Basically being an introvert simply means that spending time with other people drains your energy, and spending time alone allows you to recharge your energy. It was such a relief to find out that I’m not flawed. Knowing that I am an introvert has helped me to just be myself, and also I’ve become much more conscious of protecting my downtime by myself so that I recharge and save my energy. The best comparison I read is that as an introvert you are like a computer battery, you have a certain amount of capacity to interact with others, but once it is empty you can’t be social again until you recharge.
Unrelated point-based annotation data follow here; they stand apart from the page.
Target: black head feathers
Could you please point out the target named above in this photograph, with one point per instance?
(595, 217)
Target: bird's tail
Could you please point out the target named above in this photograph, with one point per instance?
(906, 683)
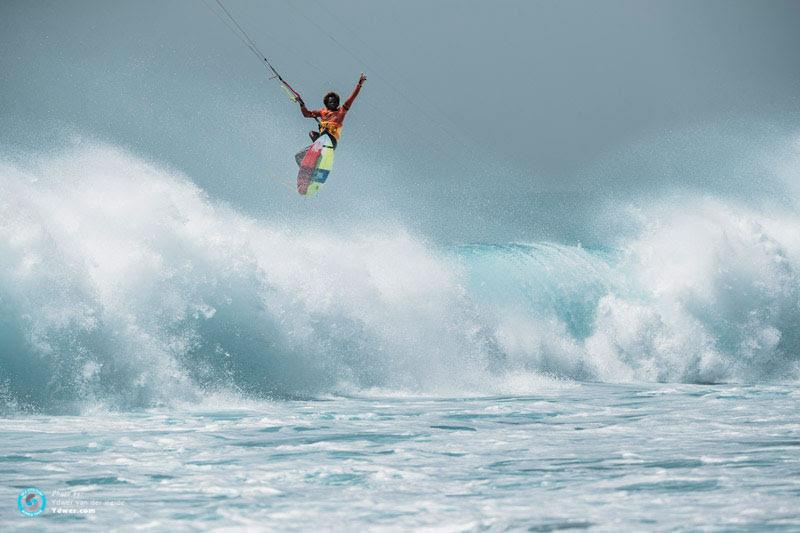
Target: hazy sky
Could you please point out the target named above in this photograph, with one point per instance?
(504, 120)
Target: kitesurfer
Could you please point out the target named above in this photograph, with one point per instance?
(331, 116)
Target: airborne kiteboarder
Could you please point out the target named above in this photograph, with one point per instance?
(316, 160)
(331, 116)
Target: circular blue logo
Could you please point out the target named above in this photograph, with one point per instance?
(31, 502)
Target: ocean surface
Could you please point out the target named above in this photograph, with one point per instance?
(167, 363)
(588, 456)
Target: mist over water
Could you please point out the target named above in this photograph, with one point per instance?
(123, 285)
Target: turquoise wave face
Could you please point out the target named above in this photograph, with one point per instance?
(124, 285)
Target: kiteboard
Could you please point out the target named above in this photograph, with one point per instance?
(315, 164)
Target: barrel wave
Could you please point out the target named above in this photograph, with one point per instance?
(123, 285)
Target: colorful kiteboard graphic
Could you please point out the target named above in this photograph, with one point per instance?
(315, 163)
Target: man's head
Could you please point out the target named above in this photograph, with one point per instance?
(331, 101)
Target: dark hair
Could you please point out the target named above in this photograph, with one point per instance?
(331, 95)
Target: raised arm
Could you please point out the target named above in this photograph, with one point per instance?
(350, 100)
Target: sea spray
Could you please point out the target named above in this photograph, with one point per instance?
(123, 284)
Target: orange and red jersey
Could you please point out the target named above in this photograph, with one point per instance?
(332, 120)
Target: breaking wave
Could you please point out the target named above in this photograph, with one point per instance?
(122, 284)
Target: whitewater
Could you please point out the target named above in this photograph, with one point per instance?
(168, 362)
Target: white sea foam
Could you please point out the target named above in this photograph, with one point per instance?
(123, 285)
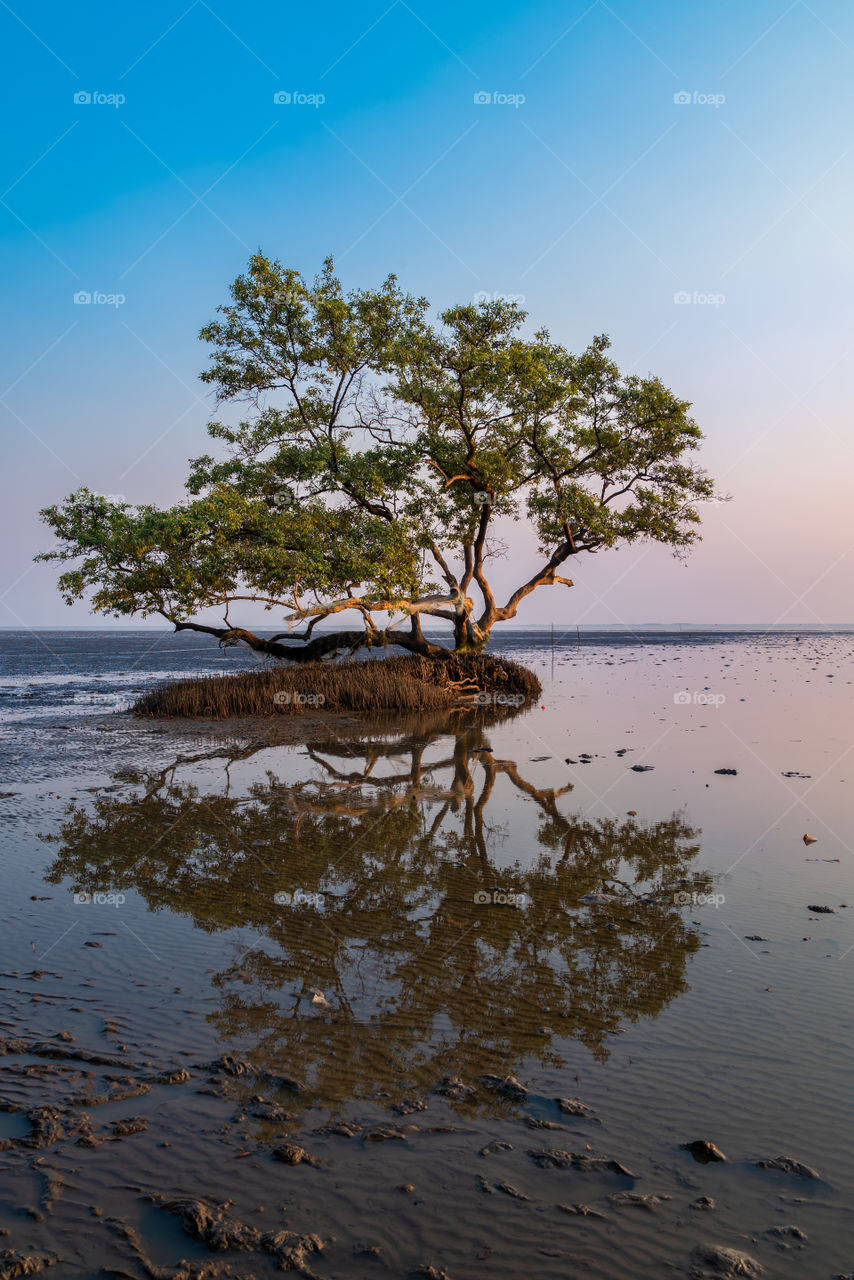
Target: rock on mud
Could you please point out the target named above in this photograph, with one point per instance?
(634, 1200)
(581, 1210)
(13, 1265)
(291, 1153)
(549, 1157)
(789, 1166)
(704, 1152)
(716, 1260)
(506, 1084)
(452, 1087)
It’s definitely a learning curve as I spent most of my life feeling like I constantly ‘should’ want to be more social. Nowadays I can recognise my physical need to relax in order to process a busy day at the office or a social weekend with friends.  I am practising saying NO a lot more to invitations (a part of me often wants to go but if I feel another part of me pulling back and thinking ‘this is too much, I actually just want to chill’, I do my best to listen to that voice). I try not to make too many social plans, especially when I’m using a lot of energy at work. But I do actively plan time alone to recharge (going for walks, naps, journalling, reading or daydreaming:)

A wonderful book I would recommend (for both introverts and those around them) is Quiet: The Power of Introverts in a World That Can’t Stop Talking by Susan Cain. She writes really well on the common misunderstandings about introverts, how the world should pay more attention to them and how to carve space for yourself in our world as an introvert.